Sob a Onda de Kanagawa é na verdade parte de uma coleção de xilogravuras intitulada Trinta e Seis Vistas do Monte Fuji, composta por 46 obras (36 originais e mais 10 posteriores) cujo verdadeiro tema é a maior montanha do Japão. Na esquerda superior, o artista fez uma inscrição identificando seu trabalho: “Trinta e Seis Vistas do Monte Fuji / Alto-mar em Kanagawa / Sob a onda”. Assim como neste caso, a maioria das gravuras da coleção não coloca o Monte Fuji no plano principal da ação, mas sim como um detalhe ao fundo.

A Rota Marítima da Província de Kazusa (Katsushika Hokusai)
Vista do Campo Fujimi Fuji em Owari (Katsushika Hokusai)

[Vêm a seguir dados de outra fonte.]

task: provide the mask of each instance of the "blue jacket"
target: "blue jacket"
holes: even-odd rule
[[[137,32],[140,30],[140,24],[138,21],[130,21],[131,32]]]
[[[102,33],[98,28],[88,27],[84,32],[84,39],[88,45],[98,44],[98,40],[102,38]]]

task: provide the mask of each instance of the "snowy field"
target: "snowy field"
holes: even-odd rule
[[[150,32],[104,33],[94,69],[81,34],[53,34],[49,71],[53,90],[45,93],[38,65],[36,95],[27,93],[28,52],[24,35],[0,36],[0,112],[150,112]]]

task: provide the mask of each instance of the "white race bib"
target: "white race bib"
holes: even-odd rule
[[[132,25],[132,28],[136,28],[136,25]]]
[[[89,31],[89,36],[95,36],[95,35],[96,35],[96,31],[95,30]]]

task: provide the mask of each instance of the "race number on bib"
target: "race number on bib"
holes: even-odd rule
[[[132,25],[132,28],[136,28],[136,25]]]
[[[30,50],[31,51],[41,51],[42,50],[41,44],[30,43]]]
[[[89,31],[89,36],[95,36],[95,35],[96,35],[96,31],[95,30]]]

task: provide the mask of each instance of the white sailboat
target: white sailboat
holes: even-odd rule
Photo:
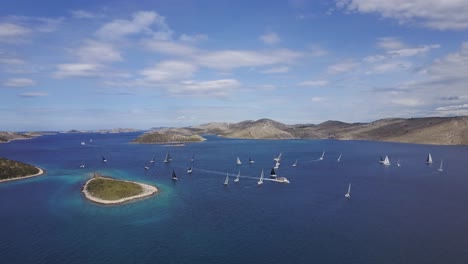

Observe com atenção as imagens acima. Se fosse encarregado de pintar trinta e seis paisagens diferentes do Monte Fuji, como você as faria? Creio que a maioria de nós tentaria circundar a montanha em busca de seus melhores ângulos e suas melhores iluminações; nos afastaríamos da montanha para tentar retratá-la em seu contexto, mas sempre a tendo como objeto central das obras. É importante lembrar que o Monte Fuji é considerado sagrado pelos japoneses, além de ser um símbolo nacional e de beleza, então suas gravuras ainda precisariam honrar o nome da montanha.

A solução de Hokusai é, na minha opinião, uma das melhores possíveis: ao invés de colocar o Monte Fuji no centro de todas as pinturas, o artista o retrata quase como um observador da vida no Japão. No caso de Sob a Onda de Kanagawa, o primeiro plano é ocupado por uma cena da eterna luta do Homem contra a Natureza, mas, ao fundo, podemos ver o Monte Fuji impassível, imóvel, imperturbável pelo combate se desenrolando à sua frente.

A montanha adquire desta forma um caráter quase eterno e onipresente. As pessoas vão e vêm, as flores nascem e morrem, os mares sobem e descem, mas a única testemunha indiferente ao poder do tempo é o Monte Fuji.

O que isso pode nos dizer sobre a nossa atitude perante a vida? O que verdadeiramente importa, a onda ou a montanha, a fúria momentânea ou os nossos valores? O que é mais duradouro, a vida dos pescadores ou a montanha, o sorriso ou a felicidade? Como você lembra das pessoas que importam, algumas fotos com elas ao centro ou uma vida inteira com elas em seu zelo? Às vezes o que vale à pena não está no primeiro plano.